As another school year begins, I was interested to learn that scores of teachers across the country are now forced to use what essentially amounts to digital spy programs to catch students who are cheating.
A recent article in the Chicago Tribune said students are going to great lengths to get the answers to tests and have gotten pretty sophisticated in their cheating.
They’re using websites that calculate the answers for their math problems. In some cases students have taken secret photographs of exams and have forwarded them to their friends. They’re even sneaking cheat sheets into the memory banks of their calculators, the article said.
Because plagiarism has become so common among high school and college students — great essays are just a computer click away for the taking — teachers are now having to run compositions through automated plagiarism detectors.
About 10,000 schools already are using these digital detectors. And they’re using wireless systems that allow them to see what their students are doing with their classroom calculators, the Tribune said. Other instructors have been forced to use computer programs that shuffle test questions so every class gets a different version of the exam.
But here’s the sad part: “In the file-sharing, cut-and-paste world enabled by the Internet, some say the biggest challenge might be convincing students that what they’re doing is wrong,” the Tribune stated.

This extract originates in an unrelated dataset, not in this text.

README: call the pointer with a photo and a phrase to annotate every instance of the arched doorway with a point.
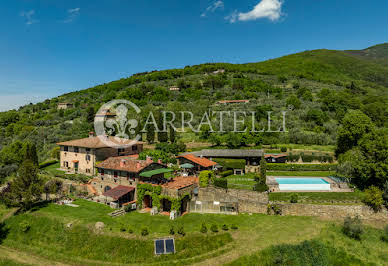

The entire cheating crisis boils down to the very fundamental issue of knowing right from wrong. Cheating has been a temptation for kids since the beginning of formal education, but statistics show it has escalated exponentially in recent years.
A poll of Who’s Who Among American High School Students showed 80 percent of the country’s best students cheated to get to the top of their class. In another survey of 12,000 high school students, 74 percent admitted cheating on a test at least once in the past year.
ABC Primetime did an in-depth piece earlier this year called “A Cheating Crisis in America’s Schools” that revealed a pervasive mindset among college students. They quoted a business major at a top state university: “Everything is about the grade that you got in the class. Nobody looks at how you got it.”
The young man was on track to graduate and already had landed a job with a top investment firm.
Here’s another disturbing realization: most cheaters don’t get caught. And if caught they seldom are severely punished, according the Educational Testing Service. “Many students see cheating as a means to a profitable end,” the agency said in an advertising campaign to discourage academic cheating.
With a mindset like this among a majority of our youth, it’s no wonder our country is so far off track and morally depleted.
It’s never too late, though, to make an effort to teach our children and grandchildren that cheating, as innocuous as it may seem, is simply wrong. I wish our education system could find a universal way to make the process of learning the focus rather than the almighty A.
Maybe it’s as simple as decreasing the pressure to get high grades. If elite universities could measure students on life experience and integrity rather than their 4.0 grade-point average, wouldn’t we be better off in the long run?